Buying a fixer-upper home can be a great way to save money on your starter home. You can also customize your home. This way you can add stylistic touches of your own. However, there is a big difference between a fixer-upper and a total flop. A fixer-upper has the potential to be a great home and save you money. A flop is a money pit that isn’t worth your time or energy. Unfortunately, many new homeowners get roped into buying a fixer-upper. The televisions shows and their real estate agents are awfully convincing. In fact, 64% of people place more value on customer experience than price. When it comes to making a purchase and a good real estate agent can make or break your house-hunting adventure.

So, before you say yes to the first fixer-upper you see, here are a few tips to buying a not-so-move-in-ready home.

Hire a good home inspector

A home inspection can clue you into some of the hidden problems with the house. You or the seller may not be privy to at the time of purchase. Your home inspector will go through a multi-point inspection to ensure things such as the foundation, walls, ceiling, and insulation are all satisfactory. They’ll also look for signs of wear, decay, and mold that might end up costing more than you initially anticipated.

For instance, you might buy a fixer-upper that appears to have a new roof but your inspector tells you that you have extensive mold damage underneath your shingles. Roof damage is common and four out of five houses in the United States are equipped with asphalt shingles. While asphalt shingles can be effective, they have a limited lifespan, usually 20 years or so. That’s why it’s important to find a qualified home inspector who can identify any problems that might turn your potential fixer-upper into a guaranteed flop.

Not sure where to start? Ask your realtor or real estate attorney for help finding a reliable home inspector near you.

Ignore aesthetics

Most millennials have very specific aesthetic requirements when it comes to their living space. Unfortunately, you’ll need to make some sacrifices if you want a starter home you can actually afford.

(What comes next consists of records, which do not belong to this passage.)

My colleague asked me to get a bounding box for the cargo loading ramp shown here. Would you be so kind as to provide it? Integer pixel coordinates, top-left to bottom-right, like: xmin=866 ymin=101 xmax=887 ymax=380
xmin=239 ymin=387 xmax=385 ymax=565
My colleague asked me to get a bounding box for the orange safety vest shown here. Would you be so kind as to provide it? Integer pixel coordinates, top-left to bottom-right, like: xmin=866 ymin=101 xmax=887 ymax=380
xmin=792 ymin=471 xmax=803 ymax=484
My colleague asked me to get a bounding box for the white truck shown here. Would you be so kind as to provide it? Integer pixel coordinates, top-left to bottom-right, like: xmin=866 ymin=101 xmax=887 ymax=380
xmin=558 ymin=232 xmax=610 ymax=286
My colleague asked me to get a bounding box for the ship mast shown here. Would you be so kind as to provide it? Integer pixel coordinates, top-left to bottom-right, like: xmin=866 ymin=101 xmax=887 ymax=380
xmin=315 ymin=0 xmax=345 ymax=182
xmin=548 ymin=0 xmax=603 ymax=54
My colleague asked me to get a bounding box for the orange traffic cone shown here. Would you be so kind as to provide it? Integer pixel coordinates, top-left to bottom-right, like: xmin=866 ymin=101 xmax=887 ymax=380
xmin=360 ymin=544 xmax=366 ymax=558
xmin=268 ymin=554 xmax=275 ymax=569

You’re probably going to walk into a few homes that look like they haven’t been updated since the mid-seventies or were decorated by a color-blind interior designer. It happens. However, it’s important to not get hung up on decor. Things like wallpaper, paint color, carpeting, furnishings, and anything else that can be easily corrected are inconsequential. Remember, you’re buying a fixer-upper not a move-in ready home, so there are going to be some things that you’re not going to like. There are other ugly aspects of a home that shouldn’t dissuade you from making an offer as well, such as bad smells, outdated appliances, odd floor plans, and a poor curb appeal. Peel back that old carpeting to reveal hardwood floors and slap on a fresh coat of paint — good as new.

Check out the plumbing

Plumbing is one of those “out of sight, out of mind” aspects of homeownership but faulty plumbing can be a quick trip to a bad buy. Older houses could still be equipped with outdated or compromised plumbing and features including pipes, toilets, showers, sinks, and more. While the features can be easily replaced and are generally the first things to go during a remodel, gutting the house and replacing the pipes is costly and difficult. During your walkthrough of the home, check for things like stains and streaks that are indicative of water damage. You might have stumbled upon one of the 10% of homes that have water leaks that waste a daily 90 gallons or more, so it’s crucial to look for any signs of water damage.

Fixer-uppers are amazing opportunities to create the house that you want or to bring in some extra capital. Whole home remodels account for 35% of remodeling jobs and a fixer-upper is essentially just one big remodel. So when searching for your starter home, keep these tips in mind to come away with a steal.